IGNACIO ALCURI
Cuando tenía cinco años nos pidieron en la escuela que hiciéramos un dibujo para el Día de la Madre. Sin cuestionarme por qué existía ese día, ni por qué curiosamente cae el primer domingo después de que la mayoría de la gente cobra su salario, me puse manos a la obra y a las crayolas.
Y qué manos. El dibujo nunca fue lo mío. No podría colorear sin pasarme de las líneas ni aunque mi vida dependiera de ello. Pero al menos sabía escribir bien, así que junto al inmundo garabato de una persona grande y otra pequeña, más un árbol y una casa (paisaje eterno de los dibujos infantiles), escribí "FELIZ DÍA MAMÁ". Acentuando las mayúsculas y todo. Tomá pa` vos.
Se lo di el viernes. Creo. Pasó hace veinticuatro años, no esperen precisión histórica. Pero estoy casi seguro de que no fue el domingo sino un par de días antes. Le encantó. Lógico, es su deber de madre. Está tatuado en los genes, como la supervivencia de la especie y la necesidad de despegar las etiquetas de los envases, especialmente cuando están llenos de gotitas condensadas.

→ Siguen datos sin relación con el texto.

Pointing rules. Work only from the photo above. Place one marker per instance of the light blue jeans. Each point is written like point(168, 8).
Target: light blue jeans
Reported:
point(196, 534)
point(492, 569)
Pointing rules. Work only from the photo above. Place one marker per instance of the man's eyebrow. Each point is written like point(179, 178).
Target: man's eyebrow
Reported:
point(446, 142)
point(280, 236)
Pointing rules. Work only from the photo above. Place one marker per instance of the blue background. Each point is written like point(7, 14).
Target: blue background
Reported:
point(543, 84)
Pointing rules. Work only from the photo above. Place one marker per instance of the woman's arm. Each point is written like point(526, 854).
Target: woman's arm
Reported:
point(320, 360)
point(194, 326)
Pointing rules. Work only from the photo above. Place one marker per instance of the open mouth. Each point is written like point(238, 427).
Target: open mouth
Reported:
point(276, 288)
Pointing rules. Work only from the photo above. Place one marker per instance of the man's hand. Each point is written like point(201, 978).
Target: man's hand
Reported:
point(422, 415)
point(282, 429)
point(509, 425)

Lo importante es que le gustó o lo disimuló muy bien. Y como dice un buen director técnico, que mantiene los once jugadores que ganaron un partido importante el fin de semana pasado, al año siguiente reincidí en el regalo artesanal.

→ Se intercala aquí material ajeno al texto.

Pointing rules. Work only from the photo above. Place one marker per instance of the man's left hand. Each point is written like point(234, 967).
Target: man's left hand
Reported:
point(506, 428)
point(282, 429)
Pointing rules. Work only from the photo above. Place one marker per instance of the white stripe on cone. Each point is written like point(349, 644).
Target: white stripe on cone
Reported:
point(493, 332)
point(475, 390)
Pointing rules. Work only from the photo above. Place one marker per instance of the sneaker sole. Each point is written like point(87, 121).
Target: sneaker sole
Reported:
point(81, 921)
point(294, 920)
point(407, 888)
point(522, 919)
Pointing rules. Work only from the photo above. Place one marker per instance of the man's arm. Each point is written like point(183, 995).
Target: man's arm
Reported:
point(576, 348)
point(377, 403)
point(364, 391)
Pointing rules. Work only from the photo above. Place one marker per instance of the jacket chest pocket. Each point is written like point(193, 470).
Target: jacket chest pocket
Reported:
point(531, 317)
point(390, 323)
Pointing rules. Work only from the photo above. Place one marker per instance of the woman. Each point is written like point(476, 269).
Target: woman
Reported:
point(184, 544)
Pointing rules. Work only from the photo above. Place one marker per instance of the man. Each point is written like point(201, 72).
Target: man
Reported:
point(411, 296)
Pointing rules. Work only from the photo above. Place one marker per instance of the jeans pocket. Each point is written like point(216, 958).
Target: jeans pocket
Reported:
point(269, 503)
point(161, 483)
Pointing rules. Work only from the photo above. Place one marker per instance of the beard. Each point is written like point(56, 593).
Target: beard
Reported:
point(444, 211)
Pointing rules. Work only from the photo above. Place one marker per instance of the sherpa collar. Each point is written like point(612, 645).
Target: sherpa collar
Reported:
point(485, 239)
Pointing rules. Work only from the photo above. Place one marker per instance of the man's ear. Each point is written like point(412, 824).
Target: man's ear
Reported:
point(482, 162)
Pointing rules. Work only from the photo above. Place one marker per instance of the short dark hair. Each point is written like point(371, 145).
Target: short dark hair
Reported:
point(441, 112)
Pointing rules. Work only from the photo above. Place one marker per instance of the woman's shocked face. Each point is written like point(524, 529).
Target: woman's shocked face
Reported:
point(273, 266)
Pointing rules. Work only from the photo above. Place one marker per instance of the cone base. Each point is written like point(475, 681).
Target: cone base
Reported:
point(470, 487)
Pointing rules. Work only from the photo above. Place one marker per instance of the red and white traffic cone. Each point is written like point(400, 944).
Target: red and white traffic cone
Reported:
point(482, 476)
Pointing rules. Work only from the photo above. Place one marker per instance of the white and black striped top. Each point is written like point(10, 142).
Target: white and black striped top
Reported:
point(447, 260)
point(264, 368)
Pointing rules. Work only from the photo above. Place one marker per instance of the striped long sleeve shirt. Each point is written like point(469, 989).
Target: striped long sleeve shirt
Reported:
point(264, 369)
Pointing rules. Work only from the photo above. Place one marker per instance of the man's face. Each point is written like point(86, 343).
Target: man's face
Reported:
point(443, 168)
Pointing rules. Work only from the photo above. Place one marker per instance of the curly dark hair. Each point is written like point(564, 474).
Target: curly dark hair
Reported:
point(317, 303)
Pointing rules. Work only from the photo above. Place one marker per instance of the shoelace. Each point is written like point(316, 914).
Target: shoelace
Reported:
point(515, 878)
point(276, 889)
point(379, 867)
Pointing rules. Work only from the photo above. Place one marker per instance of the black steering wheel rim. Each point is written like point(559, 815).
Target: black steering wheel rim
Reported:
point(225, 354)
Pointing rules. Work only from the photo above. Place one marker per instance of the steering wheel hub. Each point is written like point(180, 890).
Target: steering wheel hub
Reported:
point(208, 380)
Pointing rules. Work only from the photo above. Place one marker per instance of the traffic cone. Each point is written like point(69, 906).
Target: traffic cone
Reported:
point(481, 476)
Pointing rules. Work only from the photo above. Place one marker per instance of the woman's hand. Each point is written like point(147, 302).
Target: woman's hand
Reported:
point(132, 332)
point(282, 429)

Otro dibujo. Esta vez aparecía la familia nuclear, literalmente. Era tan horrible mi trazo, que mis viejos, mi hermana y yo parecíamos aberraciones mutantes de un futuro postapocalíptico. Mezcla de Cosas del Pantano con Vengadores Tóxicos, si se me permite la referencia ultranerd.
Por suerte en aquella época las heladeras eran mucho más grandes. No solamente la botella de refresco entraba vertical (¡lean, fabricantes de heladeras del mundo!) sino que en la puerta había lugar para decenas de imanes y varios dibujos a crayola.
Al tercer año no alcanzaba con eso. Había que explorar nuevos horizontes. Así que dibujé con marcadores de fibra. Tienen un trazo más fino, así que en teoría es más difícil salirse de las líneas (en teoría), pero manchan la ropa. No me importó. Tenía siete años y una vida por delante.
Eventualmente llegaría la tercera dimensión. Fideos pegados con cola vinílica, arroz, brillantina... Toda clase de elementos que distrajeran la mirada del horripilante dibujo del medio, que seguía pareciendo la obra de un mono Rhesus sobre el que experimentaron cosméticos durante demasiado tiempo.
A los dieciocho años mis amigos me encararon y me dijeron que no podía seguir así. Ya estaba trabajando y por lo tanto recibía un sueldo. No podía seguir haciéndole esos dibujos espantosos para el Día de la Madre. Me obligaron a utilizar ese dinero, y lo hice. Tomé clases de dibujo.
Fueron en vano. Un billete utilizado para prender un cigarrillo da más frutos que todos los que utilicé para pagar las clases. Llegó ese día de la madre en 1998 y allí fue mi dibujo, esta vez realizado con carbonilla sobre una hoja corrugada. Seguía siendo vomitivo, espantoso. Mamá dijo que estaba buenísimo.
El tiempo pasó. Ya tengo veintinueve años, carancho. Por eso trato de mejorar todos los Días de la Madre. Esta vez utilicé tinta china y semillas de girasol y la dibujé caminando por el jardín. Es una de las cosas más feas que he producido en mi vida. Pero mandé enmarcarlo con uno de esos vidrios antirreflejo.
A ella le iba a encantar de todas formas, pero le puse el marco igual. Soy un buen hijo.